Objective To investigate the health damage caused by long-term exposure to low-intensity laser among female workers and provide a basis for the development of corresponding preventive measures.
Methods Totally 96 female workers exposed to low-intensity laser in a large-scale communication equipment manufacturing company were selected as the exposed group, while another 96 female office staff without any exposure to occupational hazards in the same company were studied as the control group. Occupational health examinations were conducted for all study participants, and the relative results were analyzed.

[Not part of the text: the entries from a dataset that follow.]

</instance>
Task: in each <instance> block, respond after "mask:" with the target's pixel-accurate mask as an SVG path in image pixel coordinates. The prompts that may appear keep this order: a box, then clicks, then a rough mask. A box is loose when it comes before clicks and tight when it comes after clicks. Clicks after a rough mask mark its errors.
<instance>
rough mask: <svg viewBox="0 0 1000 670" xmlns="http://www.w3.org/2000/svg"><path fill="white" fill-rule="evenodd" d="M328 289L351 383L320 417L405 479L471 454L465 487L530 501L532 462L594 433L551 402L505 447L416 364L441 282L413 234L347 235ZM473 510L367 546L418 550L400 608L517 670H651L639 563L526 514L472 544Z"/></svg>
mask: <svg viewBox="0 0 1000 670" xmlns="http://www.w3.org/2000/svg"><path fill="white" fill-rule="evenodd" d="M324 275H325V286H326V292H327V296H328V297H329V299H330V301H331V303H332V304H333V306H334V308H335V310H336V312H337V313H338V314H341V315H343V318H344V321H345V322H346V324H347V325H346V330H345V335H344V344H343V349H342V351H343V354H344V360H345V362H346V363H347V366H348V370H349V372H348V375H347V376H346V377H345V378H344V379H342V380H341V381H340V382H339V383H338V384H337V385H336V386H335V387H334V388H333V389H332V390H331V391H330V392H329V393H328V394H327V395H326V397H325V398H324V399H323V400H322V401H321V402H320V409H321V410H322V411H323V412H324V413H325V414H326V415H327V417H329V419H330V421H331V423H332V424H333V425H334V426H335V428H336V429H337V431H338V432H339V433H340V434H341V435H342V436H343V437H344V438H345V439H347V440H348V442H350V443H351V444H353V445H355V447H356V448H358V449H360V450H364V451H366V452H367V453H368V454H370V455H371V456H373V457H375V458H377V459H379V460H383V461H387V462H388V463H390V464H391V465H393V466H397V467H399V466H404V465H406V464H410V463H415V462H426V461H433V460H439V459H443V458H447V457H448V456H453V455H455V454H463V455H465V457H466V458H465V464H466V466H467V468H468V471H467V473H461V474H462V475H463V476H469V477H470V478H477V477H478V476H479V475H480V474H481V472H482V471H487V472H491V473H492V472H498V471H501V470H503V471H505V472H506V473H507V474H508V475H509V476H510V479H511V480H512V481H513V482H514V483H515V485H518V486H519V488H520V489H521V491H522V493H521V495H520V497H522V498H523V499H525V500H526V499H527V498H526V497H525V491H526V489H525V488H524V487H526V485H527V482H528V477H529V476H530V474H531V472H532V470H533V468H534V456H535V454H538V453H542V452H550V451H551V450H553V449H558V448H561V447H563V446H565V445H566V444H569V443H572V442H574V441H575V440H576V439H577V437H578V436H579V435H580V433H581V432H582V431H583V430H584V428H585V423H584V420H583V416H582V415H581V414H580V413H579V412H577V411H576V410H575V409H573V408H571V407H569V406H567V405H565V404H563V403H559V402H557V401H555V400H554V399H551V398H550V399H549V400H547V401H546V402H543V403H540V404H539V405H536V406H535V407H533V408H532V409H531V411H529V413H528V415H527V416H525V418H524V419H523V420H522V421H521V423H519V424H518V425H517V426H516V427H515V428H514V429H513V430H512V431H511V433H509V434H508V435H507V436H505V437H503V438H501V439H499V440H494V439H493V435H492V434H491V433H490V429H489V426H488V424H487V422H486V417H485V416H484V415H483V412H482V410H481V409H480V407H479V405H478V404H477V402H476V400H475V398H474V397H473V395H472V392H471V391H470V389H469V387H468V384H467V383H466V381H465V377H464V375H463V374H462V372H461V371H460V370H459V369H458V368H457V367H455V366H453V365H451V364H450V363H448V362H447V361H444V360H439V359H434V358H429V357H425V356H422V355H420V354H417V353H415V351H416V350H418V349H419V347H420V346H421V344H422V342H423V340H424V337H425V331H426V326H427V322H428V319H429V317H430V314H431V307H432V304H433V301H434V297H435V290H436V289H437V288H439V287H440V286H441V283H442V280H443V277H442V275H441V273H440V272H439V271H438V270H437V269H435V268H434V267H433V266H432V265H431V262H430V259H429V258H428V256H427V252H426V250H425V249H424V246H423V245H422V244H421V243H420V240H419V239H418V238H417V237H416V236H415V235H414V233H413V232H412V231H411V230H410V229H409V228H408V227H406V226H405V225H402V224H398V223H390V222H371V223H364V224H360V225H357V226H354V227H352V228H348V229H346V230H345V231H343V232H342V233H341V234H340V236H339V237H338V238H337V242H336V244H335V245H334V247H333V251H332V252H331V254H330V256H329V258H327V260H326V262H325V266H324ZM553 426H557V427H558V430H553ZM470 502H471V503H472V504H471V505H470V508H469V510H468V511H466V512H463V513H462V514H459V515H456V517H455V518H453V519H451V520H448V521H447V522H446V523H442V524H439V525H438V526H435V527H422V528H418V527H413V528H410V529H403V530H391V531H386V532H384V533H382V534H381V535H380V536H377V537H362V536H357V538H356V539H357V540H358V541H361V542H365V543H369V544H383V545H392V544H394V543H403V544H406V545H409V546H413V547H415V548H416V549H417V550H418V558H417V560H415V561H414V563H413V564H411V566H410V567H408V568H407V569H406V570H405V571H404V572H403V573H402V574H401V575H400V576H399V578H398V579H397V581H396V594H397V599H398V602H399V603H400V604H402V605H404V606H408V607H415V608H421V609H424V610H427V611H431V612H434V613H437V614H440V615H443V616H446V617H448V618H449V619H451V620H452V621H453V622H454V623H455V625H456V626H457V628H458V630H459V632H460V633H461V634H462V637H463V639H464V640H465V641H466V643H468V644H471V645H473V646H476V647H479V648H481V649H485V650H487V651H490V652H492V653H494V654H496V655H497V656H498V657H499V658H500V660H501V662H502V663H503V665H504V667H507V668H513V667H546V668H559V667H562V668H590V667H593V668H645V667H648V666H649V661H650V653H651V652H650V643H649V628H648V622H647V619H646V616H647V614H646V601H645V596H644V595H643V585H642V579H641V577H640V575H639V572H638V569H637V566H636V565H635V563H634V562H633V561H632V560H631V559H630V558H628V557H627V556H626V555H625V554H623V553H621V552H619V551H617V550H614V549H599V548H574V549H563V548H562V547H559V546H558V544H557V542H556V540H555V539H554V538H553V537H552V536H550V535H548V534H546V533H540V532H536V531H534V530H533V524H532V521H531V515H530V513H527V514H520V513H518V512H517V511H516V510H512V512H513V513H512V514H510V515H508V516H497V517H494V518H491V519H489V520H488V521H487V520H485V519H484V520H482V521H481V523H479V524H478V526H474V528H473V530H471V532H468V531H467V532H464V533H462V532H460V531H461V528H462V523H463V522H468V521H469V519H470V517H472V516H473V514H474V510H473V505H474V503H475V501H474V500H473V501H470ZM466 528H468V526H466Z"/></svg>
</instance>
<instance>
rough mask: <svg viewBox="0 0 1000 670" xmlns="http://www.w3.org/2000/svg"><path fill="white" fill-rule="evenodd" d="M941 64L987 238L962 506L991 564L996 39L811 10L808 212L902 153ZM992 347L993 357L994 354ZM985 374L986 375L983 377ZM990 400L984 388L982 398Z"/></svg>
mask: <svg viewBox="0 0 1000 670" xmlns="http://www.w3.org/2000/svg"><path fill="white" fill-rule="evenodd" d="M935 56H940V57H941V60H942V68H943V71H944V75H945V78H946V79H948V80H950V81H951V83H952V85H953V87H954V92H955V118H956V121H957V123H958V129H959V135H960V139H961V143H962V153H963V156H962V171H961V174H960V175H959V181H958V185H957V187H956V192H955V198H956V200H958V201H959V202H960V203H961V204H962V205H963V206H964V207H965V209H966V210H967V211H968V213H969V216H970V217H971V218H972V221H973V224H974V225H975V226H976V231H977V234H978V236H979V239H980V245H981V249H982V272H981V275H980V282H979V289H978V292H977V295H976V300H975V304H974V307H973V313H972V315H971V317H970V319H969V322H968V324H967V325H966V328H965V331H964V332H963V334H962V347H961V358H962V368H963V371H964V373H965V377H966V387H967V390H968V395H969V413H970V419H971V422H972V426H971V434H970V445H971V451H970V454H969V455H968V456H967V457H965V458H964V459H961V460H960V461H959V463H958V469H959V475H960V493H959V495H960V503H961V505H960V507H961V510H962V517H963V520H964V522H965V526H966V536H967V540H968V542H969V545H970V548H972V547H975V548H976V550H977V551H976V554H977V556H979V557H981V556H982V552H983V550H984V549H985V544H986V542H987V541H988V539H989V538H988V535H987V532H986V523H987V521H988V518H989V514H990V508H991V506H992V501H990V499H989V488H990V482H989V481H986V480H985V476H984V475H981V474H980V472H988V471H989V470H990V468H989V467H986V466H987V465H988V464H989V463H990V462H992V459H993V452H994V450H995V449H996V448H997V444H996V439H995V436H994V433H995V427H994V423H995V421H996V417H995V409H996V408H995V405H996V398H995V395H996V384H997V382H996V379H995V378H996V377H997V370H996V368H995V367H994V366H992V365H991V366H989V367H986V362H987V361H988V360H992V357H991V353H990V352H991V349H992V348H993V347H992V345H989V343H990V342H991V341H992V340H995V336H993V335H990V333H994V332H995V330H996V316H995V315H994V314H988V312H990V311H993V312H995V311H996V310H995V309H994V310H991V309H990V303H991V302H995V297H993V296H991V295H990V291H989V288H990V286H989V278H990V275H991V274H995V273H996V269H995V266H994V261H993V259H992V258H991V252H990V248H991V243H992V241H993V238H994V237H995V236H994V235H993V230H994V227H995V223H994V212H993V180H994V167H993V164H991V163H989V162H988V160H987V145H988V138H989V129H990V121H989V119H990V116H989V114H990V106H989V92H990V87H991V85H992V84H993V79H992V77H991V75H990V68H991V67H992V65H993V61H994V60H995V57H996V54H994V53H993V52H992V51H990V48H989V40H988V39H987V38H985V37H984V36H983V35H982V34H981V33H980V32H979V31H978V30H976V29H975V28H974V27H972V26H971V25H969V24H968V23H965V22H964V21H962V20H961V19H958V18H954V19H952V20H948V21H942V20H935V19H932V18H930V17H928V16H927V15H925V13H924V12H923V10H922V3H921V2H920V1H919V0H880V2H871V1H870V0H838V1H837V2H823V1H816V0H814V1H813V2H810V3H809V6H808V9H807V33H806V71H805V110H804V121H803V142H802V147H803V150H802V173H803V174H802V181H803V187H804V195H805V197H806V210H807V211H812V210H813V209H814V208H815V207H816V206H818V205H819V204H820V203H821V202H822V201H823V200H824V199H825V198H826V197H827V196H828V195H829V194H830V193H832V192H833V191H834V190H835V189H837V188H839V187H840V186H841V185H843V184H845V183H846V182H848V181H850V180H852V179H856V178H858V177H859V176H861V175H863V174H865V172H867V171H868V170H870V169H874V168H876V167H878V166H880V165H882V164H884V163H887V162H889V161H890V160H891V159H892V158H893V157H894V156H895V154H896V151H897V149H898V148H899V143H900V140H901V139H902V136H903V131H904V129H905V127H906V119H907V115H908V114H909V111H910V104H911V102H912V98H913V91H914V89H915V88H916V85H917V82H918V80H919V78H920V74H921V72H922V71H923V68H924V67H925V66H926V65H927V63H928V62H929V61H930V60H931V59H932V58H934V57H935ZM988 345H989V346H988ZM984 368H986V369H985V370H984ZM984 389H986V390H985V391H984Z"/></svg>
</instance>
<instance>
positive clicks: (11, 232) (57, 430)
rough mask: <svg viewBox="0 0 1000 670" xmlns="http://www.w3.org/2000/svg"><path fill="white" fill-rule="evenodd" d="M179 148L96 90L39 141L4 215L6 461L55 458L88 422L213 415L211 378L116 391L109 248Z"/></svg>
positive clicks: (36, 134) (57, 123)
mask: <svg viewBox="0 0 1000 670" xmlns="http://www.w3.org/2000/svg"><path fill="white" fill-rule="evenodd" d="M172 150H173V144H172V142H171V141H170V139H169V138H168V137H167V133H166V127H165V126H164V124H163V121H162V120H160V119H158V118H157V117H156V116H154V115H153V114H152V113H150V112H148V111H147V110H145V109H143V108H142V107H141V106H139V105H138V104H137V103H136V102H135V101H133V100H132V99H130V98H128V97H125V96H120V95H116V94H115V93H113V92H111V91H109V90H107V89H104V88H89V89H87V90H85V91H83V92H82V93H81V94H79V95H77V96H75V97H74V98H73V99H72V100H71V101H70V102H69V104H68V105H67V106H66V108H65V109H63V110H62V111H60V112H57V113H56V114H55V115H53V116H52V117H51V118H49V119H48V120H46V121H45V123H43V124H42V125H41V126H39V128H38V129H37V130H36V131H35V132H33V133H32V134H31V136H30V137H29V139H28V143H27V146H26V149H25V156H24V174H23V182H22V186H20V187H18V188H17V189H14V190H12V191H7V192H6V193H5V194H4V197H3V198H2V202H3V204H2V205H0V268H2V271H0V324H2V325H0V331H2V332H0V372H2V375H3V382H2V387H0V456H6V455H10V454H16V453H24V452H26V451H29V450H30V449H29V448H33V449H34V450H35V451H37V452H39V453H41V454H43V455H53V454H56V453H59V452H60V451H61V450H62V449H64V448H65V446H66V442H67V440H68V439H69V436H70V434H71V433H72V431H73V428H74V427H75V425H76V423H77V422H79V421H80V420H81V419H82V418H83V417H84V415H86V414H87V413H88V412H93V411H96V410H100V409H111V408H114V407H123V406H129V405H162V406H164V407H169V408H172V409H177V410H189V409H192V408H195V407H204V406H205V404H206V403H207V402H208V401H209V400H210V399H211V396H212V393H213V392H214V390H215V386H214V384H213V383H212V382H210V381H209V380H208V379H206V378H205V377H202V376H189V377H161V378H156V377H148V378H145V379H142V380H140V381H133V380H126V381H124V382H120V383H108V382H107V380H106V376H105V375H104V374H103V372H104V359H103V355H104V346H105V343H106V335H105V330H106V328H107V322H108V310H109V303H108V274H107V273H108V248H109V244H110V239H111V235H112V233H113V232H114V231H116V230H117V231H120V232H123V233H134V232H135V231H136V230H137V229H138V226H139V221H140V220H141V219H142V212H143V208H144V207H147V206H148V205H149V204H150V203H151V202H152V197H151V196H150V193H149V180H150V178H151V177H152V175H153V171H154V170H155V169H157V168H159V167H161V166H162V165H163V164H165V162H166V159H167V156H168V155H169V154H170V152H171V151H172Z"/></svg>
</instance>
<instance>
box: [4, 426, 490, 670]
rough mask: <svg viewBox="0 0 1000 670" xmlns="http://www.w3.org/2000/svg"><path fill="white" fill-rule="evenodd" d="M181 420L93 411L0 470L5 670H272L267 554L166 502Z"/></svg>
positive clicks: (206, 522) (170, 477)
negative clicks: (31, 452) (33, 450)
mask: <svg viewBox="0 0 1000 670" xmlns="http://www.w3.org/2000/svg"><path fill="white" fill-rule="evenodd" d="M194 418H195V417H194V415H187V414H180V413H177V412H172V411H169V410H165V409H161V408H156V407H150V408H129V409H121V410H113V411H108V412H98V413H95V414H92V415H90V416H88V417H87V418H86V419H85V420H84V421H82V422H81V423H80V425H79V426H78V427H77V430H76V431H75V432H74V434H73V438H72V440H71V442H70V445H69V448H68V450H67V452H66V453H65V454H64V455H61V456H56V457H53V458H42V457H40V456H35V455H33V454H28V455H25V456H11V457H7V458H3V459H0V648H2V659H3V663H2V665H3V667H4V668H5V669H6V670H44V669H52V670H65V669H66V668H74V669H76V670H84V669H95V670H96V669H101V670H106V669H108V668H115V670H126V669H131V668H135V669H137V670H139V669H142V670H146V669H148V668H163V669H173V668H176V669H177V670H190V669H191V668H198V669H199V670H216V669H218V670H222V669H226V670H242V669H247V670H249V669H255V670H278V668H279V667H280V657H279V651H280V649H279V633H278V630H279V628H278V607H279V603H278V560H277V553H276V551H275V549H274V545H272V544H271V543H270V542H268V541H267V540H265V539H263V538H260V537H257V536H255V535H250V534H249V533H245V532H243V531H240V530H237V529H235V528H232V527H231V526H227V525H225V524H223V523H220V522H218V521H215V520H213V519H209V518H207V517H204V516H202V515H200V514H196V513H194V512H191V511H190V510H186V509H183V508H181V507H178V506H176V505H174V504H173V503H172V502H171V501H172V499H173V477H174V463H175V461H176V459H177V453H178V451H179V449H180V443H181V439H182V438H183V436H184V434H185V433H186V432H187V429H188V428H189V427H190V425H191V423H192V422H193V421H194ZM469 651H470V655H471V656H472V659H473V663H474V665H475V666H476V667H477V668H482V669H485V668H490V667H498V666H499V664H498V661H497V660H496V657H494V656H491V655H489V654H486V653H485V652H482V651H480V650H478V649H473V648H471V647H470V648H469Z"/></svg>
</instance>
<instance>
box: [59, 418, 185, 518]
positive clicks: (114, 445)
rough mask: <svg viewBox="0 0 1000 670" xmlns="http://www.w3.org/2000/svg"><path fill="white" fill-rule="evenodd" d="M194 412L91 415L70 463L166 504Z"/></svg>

Results The prevalences of self-reported ophthalmic symptoms such as eye pain, foreign body-like irritation of the eye, photophobia, tearing, conjunctival congestion, and decreased visual acuity were higher in the exposed group than in the control group(P < 0.05). The prevalences of abnormalities in cornea, conjunctiva, lens, and fundus examinations were higher in the exposed group than in the control group(P < 0.05). The prevalences of self-reported dizziness, nausea, palpitation, insomnia, appetite loss, muscular stiffness, hypomnesis, hidrosis, feeling fatigued, and dysphoria were all significantly increased in the exposed group compared with the control group(P < 0.05). Rates of sinus arrhythmia and T-wave elevation in the exposed group were higher than those in the control group(P < 0.05). The menstrual abnormality in the exposed group was higher than that in the control group(P < 0.05). There was no statistically significant difference in abnormalities of blood pressure, blood routine examination, liver function, urine routine examination, and blood lipids between the exposed group and the control group(P > 0.05).
Conclusions Long-term exposure to low-intensity laser could at least cause damage to the eyes, nervous system, cardiovascular system, and reproductive system of female workers. Workers occupationally exposed to lase should pay attention to strengthening personal eye and skin protection.